# Bauchmuskel verstärken? Mit Photoshop?



## DemOoLuXx (23. September 2004)

Moin,


wollte euch mal fragen ob ihr ein Tutorial kennt, wo beschrieben wird wie man Bauchmuskeln verstärkt. 

Hab leider nichts in der Suche gefunden!


Gruß DemOoLuXx


----------



## GeHo (23. September 2004)

Die besten Ergebnisse wirst du erziehlen, wenn du dir ein Photo mit austrainierten Bauchmuskeln aus dem Inet suchst und die dann mittels Maske über den zu bearbeitenden Bauch legst. 
Bei http://www.surreal-utopia.com (unter Tutorials > Face Switch )gibt es ein Video-Tutorial, wie du einen Kopf auf einen fremden Körper setzt - Vom Prinzip her ist das gleich.


----------



## McAce (25. September 2004)

Da dunkle Bereiche eher in den Hintergrund treten, könntest du mit dem
Abwedler die hellen stellen etwas aufhellen und mit dem 
Nachbelichter die dunklen etwas verstärken.

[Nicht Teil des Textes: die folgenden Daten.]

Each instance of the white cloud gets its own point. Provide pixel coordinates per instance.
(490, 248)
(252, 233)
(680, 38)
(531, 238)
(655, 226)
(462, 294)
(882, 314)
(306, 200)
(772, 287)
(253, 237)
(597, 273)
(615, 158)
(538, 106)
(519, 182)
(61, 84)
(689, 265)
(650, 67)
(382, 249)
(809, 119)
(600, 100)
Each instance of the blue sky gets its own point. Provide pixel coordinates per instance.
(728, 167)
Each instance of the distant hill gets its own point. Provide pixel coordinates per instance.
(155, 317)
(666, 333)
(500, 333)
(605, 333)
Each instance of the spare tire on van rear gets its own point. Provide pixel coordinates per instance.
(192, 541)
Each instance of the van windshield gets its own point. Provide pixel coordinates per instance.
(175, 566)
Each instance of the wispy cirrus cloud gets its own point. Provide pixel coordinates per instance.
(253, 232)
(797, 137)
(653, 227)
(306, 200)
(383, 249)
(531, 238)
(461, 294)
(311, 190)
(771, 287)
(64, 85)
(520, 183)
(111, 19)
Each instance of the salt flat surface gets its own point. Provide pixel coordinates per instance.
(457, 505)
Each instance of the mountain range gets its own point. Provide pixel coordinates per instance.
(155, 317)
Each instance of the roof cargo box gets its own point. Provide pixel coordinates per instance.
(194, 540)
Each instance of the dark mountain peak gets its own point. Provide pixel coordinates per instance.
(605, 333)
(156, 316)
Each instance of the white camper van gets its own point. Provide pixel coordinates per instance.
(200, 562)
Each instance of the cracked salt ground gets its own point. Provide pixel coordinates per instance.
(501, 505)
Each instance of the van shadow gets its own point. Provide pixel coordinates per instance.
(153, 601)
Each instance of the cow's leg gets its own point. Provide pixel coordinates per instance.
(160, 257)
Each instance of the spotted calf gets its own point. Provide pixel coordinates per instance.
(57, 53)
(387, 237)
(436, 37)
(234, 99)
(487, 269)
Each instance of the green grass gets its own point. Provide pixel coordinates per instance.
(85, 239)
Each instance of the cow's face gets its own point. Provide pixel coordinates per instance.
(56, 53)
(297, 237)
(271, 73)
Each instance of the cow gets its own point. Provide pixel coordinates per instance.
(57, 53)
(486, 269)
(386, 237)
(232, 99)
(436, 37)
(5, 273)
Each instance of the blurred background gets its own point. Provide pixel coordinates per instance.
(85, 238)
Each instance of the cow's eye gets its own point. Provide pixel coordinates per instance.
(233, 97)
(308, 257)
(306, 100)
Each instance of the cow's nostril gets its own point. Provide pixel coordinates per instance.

Dabei solltest du die Deckkraft der Werkzeuge stark verinngern mußt
du halt man sehen was so die besten Ergebnisse liefert.


PS: Die einfachste Möglichkeit wäre es ein paar Situps mehr zu machen. ;-)


----------



## aleX Angel (25. September 2004)

*hmm...*

hm... spontan fällt mir da nur eins ein:

Sport.... 

Vielleint solltest du mit Situps beginnen, ein bisschen rennen... wenn du was mit photoshop  machen willst, kannst du versuchen die Packung mit Metallspänen zu füllen und dann zu stemmen... ist zwar eher für den Bizeps gut, aber kann der guten figur ja auch nicht schaden.

Ich hoffe ihr nehmt mir die Antwort jetzt nicht allzu übel, seriöse Antworten gabs ja auch schon, und das konnt ich mir nicht verkneifen 

sers. 
aleX


----------